We divided the extracted approximately 2.7 M relational triples into 90:5:5 as train, valid and test data sets. In the augmentation method, relational triples created from textual nodes are added to the train data set.
3.1.5 Hyper-Parameter Settings
We tuned hyper-parameters by evaluating the MRR score on validation set for each model. We choose hyper-parameters with following values: regularization coefficient
3.1.6 Implementation Details
We implemented all the models using the PyTorch library (Paszke et al., 2019), the DGL-KE library (Zheng et al., 2020) for knowledge graph embeddings, and the transformers library (Wolf et al., 2020) for BERT. We modified the original DGL-KE implementation in the following point. While DGL-KE samples negative examples from all combinations of entity pairs, our model excludes impossible negative instances by restricting the types of entities by the relations (e.g., a drug-interact-category triple is not created for negative samples) as explained in Section 2.2.3.
Table 4 shows the comparison of link prediction MRR for each relation edge type, the macro-averaged MRR. While a micro-average MRR is calculated by directly calculating the MRR for all instances in the KG without considering the types, a macro-averaged MRR is calculated by first calculating the MRR for each type and then taking the average of the MRR scores. Since the constructed triples are highly imbalanced and the proportion of interact triples is large, models with high prediction performance of relation interact can result in high micro-averaged MRR. We report the macro-averaged MRR to avoid the effect of this imbalance.
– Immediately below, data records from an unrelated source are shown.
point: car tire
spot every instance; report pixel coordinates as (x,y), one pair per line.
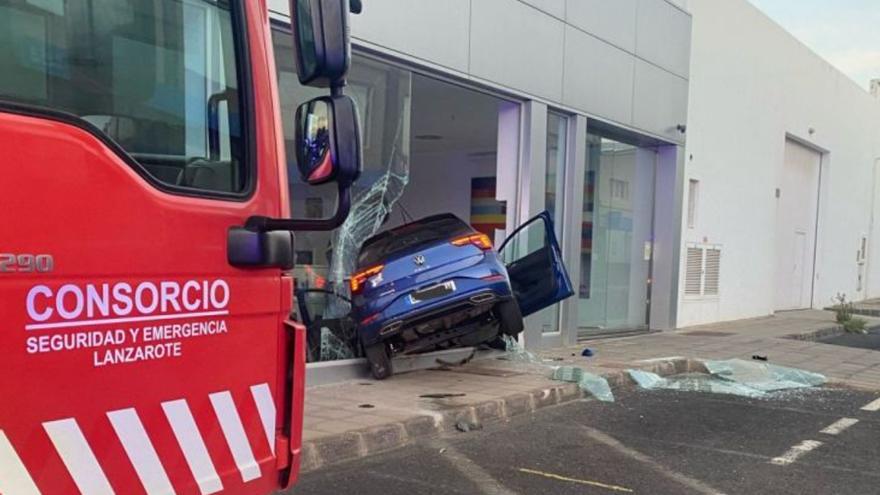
(509,318)
(379,357)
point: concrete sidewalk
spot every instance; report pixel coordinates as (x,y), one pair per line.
(359,418)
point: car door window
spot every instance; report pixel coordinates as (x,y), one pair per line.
(534,263)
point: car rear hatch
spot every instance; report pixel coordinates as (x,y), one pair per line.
(422,268)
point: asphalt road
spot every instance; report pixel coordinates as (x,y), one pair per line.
(647,442)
For each scoring function, we showed the comparison of performance between the models with and without text information.
When we used TransE algorithm, in the category types, the textual models improved MRR but in other relation triple types, the MRR decreased and averaged MRR also decreased. Of the three methods that used text, the Initialization by synonyms embeddings method showed the highest macro-averaged MRR.
When we used the DistMult scoring function, the MRR decreased in interact and pathway, but on the categorical relation category and ATC, MRR was improved when we adopted the Initialization method. Initialization methods that use Name information improved the MRR of target, enzyme, carrier and transporter, which are the relations between drugs and proteins. The averaged MRR was lower than that of the models without textual information.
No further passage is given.